Boxty is what you do with your leftovers, as far as I'm concerned, but this mornings 'Irish Cuisine" (the Irish I'm sure appreciate the irony in that term) was freshly made - potato boiled, mashed, mixed with scallions and grated potato, fried in lard or bacon fat. Boxty is also served as a pancake, mashed potato thinned with milk and egg added to bind it. Seaweed  -  carrageen or Carraigin is a traditionally accompanying dish, as is black pudding , which is also called blood pudding. I've added white cabbage as a less offensive ingredient, as bacon and cabbage is another staple dish of the Irish.  While cooking this morning, it has brought back childhood memories of holidays in the west of Ireland, of watching my father boil live crabs he had caught that day, and my mother eat tiny yellow periwinkles with a pin, as she considered these a delicacy. I'm still shy of shellfish now.

Boxty on the griddle,
boxty on the pan,
If you can't bake boxty
sure you'll never get a man.

. and today is the first and last day I'll ever make Boxty.
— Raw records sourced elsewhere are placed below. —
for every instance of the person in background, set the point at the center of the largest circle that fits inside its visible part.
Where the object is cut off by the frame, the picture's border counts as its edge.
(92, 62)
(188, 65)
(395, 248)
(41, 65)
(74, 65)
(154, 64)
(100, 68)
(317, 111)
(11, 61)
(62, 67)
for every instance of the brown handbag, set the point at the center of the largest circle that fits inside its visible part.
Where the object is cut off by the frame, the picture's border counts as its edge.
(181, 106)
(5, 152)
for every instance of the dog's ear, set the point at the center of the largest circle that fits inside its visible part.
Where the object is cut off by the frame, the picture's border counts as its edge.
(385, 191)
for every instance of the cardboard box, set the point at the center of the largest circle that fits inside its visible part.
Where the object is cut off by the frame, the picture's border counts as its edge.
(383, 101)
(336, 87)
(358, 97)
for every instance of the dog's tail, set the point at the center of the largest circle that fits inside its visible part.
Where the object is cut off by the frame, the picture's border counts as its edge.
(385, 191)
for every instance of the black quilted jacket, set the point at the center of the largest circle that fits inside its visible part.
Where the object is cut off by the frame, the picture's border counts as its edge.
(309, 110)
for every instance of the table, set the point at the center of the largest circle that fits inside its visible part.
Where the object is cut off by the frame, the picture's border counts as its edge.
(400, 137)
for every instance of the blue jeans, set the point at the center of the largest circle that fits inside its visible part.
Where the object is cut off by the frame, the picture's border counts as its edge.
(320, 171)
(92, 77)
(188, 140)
The south and the west of it: Ireland and me, Oriana Torrey Atkinson, Random House, 1956
 


Comments

Alex Barrett
07/13/2011 19:05

I’m brought back to thinking of tradition and heritage here, the notion of leftovers particularly conjuring thoughts of times that have passed. You’ve made much light of your own feelings regarding this project and the use of food as a medium, the worry of waste, the seeming indulgence, the almost frivolous nature, and it is easy to see here why such questions would be raised. The notion of creating something from the recipe of a dish that is intended to be a way of lessoning waste, and perhaps even making ends meet, is actually quite charming. To consider such values in relation to being constructed from scratch, and freshly made, could in fact appear counterproductive, but I think it is there that the weight of the matter is held. Years ago society would have on the most part scorned such concepts, which goes without question, as there were generations that knew rationing. In the modern day western world of readymade meals and seemingly disposable clothes, it begins to seem acceptable.
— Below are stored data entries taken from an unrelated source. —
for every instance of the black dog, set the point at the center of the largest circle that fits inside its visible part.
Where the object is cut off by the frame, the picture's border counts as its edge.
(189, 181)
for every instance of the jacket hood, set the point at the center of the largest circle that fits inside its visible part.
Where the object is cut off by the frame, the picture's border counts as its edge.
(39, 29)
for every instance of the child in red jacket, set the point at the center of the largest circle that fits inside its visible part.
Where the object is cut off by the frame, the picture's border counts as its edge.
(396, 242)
There is every reason to be constructing these works, and the use of the materials in question is in my opinion completely justified, and certainly essential to the project. You said yourself that the works serve an emotional purpose far beyond the shelf life of the materials or ingredients (or rather you expressed that intention; the exact words have now escaped me) and indeed there are photographs, comments and memories that serve to document each work.
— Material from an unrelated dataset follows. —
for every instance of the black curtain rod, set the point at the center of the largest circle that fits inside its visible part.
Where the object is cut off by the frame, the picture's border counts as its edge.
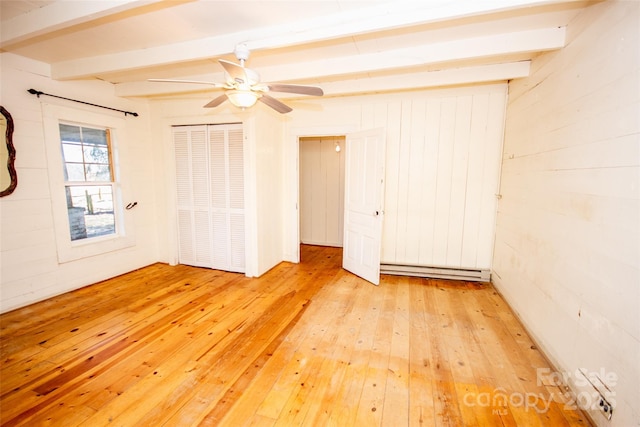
(38, 93)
That personal memories have been conjured just by the use of certain foods is a testament to how important food actually is. A trigger for the senses, it is a constant background element to all of our endeavours, and capable of transporting us to a given place or time. Your afterthought regarding the first and last time that you’ll ever make Boxty would prove poignant for me even without the inclusion of the rhyme, a sense of moving on and acceptance seems to be inherent – knowledge that one can reminisce, without having to relive. The past is the past, now is now, and I’m drawn to the conclusion that one can recycle leftovers in more than just a physical sense.